In a server or workstation environment, hard disk performance is always a concern. While system
memory may have a latency of only 7ns for needed information, and a bandwidth of over 1GB per
second, hard drives are significantly slower. The average server level hard drive is only capable of
access times as low as 300x that of memory, and transfer speeds maxed out at 40MB per second. Server hard drives
most often have to store critical information, and there has to be a constant backup incase of hard drive failure
or malfunction.
RAID support is needed by the SCSI or IDE controller to be implemented, but does not have to be
supported by the hard drive. The hard drives used are never aware that they are being used in RAID,
because all RAID control is done by the hardware controller or OS. This means that RAID
can be done with any hard drive, no matter how old or poor quality. Some operating systems like Unix
and WindowsNT are able to implement RAID levels 0 and 5 through software, but this is slower than having the
hard drive controller do it.
RAID was first introduced to SCSI because of SCSI's ability to multitask requests, generally higher
performance, and device capacity. All servers use SCSI because SCSI has less CPU usage, and more
bandwidth than IDE. SCSI is generally more expensive than IDE, and is the higher performance
standard, while IDE was designed to be the budget interface.

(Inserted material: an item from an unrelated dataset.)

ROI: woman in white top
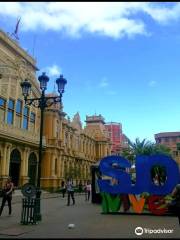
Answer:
[86,181,91,201]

Multiple hard drives mean
unneeded expense for IDE, and the performance gain is less than it is for SCSI.
Some of the latest motherboards and expansion IDE controllers have brought RAID to IDE, so higher
hard disk performance is no longer for only the high end.
Stiping
RAID introduces the ability to interleave information between disks, called striping.
This effectively doubles transfer speeds, in both reading and writing. Effectively it allows the data to be
divided between 2 or more disks, so that all of the hard disks are able to collectively store the
information. If one hard drive is able to store the data at 20MB/sec, than two hard drives in RAID 0
would be able to store information at 40MB/sec. Another advantage of this is that because data is
divided between all of the hard drives, the storage capacity is the sum of the drives. If one hard drive is
able to store 4GB of data, then two disks in RAID 0 would be able to store 8GB. RAID 0 is able to
work with different disks, but both the speed and capacity of the slowest and lowest capacity disk is
used for all of the other disks. If a 4GB hard drive is being used that can transfer at speeds of 30MB/sec and a 7GB hard drive that
can transfer at speeds of 20MB/sec are being used in RAID 0, than the final output would be a 8GB drive
that has a speed of 40MB/sec. Another thing to note in this situation, while speed is increased,
reliability is decreased. If one hard drive in the array fails, all data is lost.
Duplication
RAID has the ability to duplicate information, on to one or more disks. This means that there is an
identical backup of all of the information if the original hard drives were to fail. This can be used for
one or more disks. For every disk using duplication, one hard drive with at least its capacity and speed
is used as a mirrored image. Duplication offers faster recover from failures than parity because data
only needs to be copied to the replacement disk.
Parity
Parity is a form of duplication, but doesn't require as much storage for a backup. It uses a scheme
were it stores the difference between the disks to be backed up, so if one were to fail, the parity
information could be read and the data recovered. It does not protect against more than one hard
drive crash, but that is very rare. Parity information works as such; the parity disk stores what ever bit
is needed to make the sum all of the other disks equal to 1.
| 2 Disks + Parity |
| Disk 1 | Disk 2 | Pariy Disk |
| 0 | 0 | 1 |
| 0 | 1 | 0 |
| 1 | 0 | 0 |
| 1 | 1 | 1 |
|
| Number 2 Disk Crash |
| Disk 1 | Disk 2 | Pariy Disk |
| 0 | x (0+x=1) | 1 |
| 0 | x (0+x=0) | 0 |
| 1 | x (1+x=0) | 0 |
| 1 | x (1+x=1) | 1 |
|
This setup an work with any number of disks; 2, 3, 7, ...; it doesn't matter how many disks are used,
only one parity disk is needed. This scheme only protects against a single disk failure. If more than one
disk fails all data is lost. Recovery is slower than with duplication, because all of the disk data needs to
be processed and calculated so that the missing bit can be determined. This is often used when a cheap
but reliable backup is needed, but a duplication RAID isn't as economically feasible.